Tutti ci andavano, a farsi una doccia puzzolente, si scottavano pure. Le caratteristiche salsobromoiodiche dell’acqua erano utili per la cura delle malattie della pelle, eczema, psoriasi, reumatologiche. Ma il getto era così potente che i tecnici non riuscirono a incanalarlo tanto che il pozzo fu abbandonato, anche se il getto rimase aperto e inutilizzato per anni. «Si costituì nel ‘53 una società termale – continua Coletta – e sotto la direzione del commendator Cimaglia si iniziò la costruzione delle cabine termali complete di tavole per fangatura e vasche tuttora esistenti, per la sperimentazione delle future terme. Il guardiano della struttura era Mario Campanari, un mio amico carissimo. La sede operativa era la costruzione bassa ex colonia marina anteguerra (ora Hotel Fogliano).
Tra il getto del pozzo e le cabine furono installati una dozzina di serbatoi per il recupero dell’acqua che ricadeva e che, decantando, rilasciava sul fondo delle vasche i fanghi che si utilizzavano per le fangoterapie. L’eccedenza dell’acqua delle cisterne veniva incanalata in tubazioni di plastica da 8 centimetri, prodotte dallo stabilimento Pozzi di via San Carlo da Sezze a Latina, che alimentavano le singole vasche nelle cabine». Le tubazioni si ostruivano molto rapidamente a causa dell’enorme quantità di calcio presente nell’acqua, rendendo necessario il continuo rifacimento dell’impianto di alimentazione delle vasche terapeutiche da parte l’artigiano Enrico Pitton, di cui all’epoca Coletta era dipendente.

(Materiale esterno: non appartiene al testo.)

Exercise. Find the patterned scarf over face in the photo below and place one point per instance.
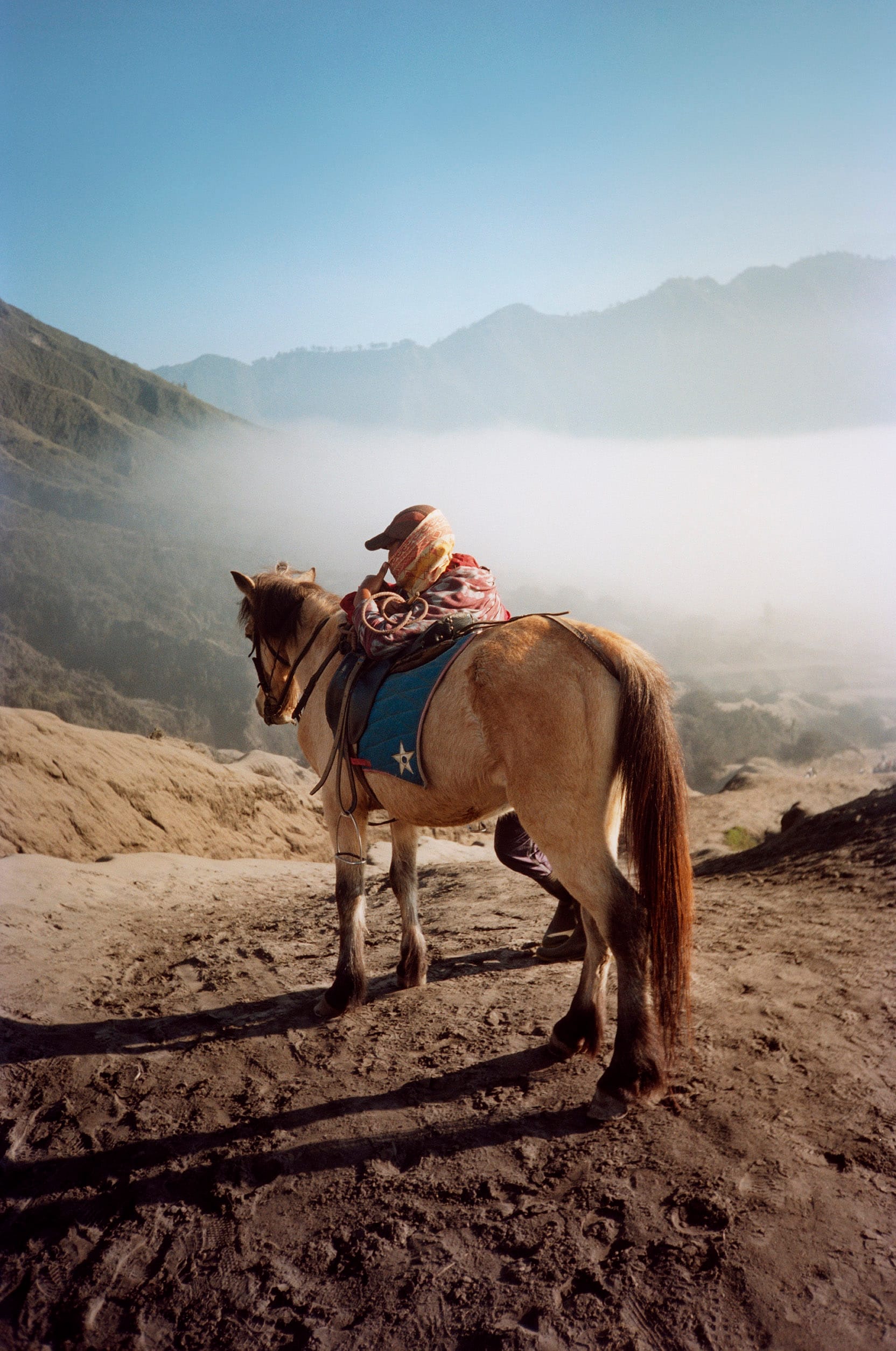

«Le terme di Fogliano funzionarono – conclude Luigi Coletta – e furono aperte al pubblico pagante per due anni con ottimi risultati. La morte improvvisa del commendatore Cimaglia bloccò quest’iniziativa sperimentale e la vicenda finì”. Quello che ora rimane delle terme sono le cabine termali nascoste da un fitto canneto e un pozzo sigillato e recintato da una rete metallica la cui parte emersa è sparita. E una società che costa un sacco di soldi al Comune e non ha mai prodotto nulla.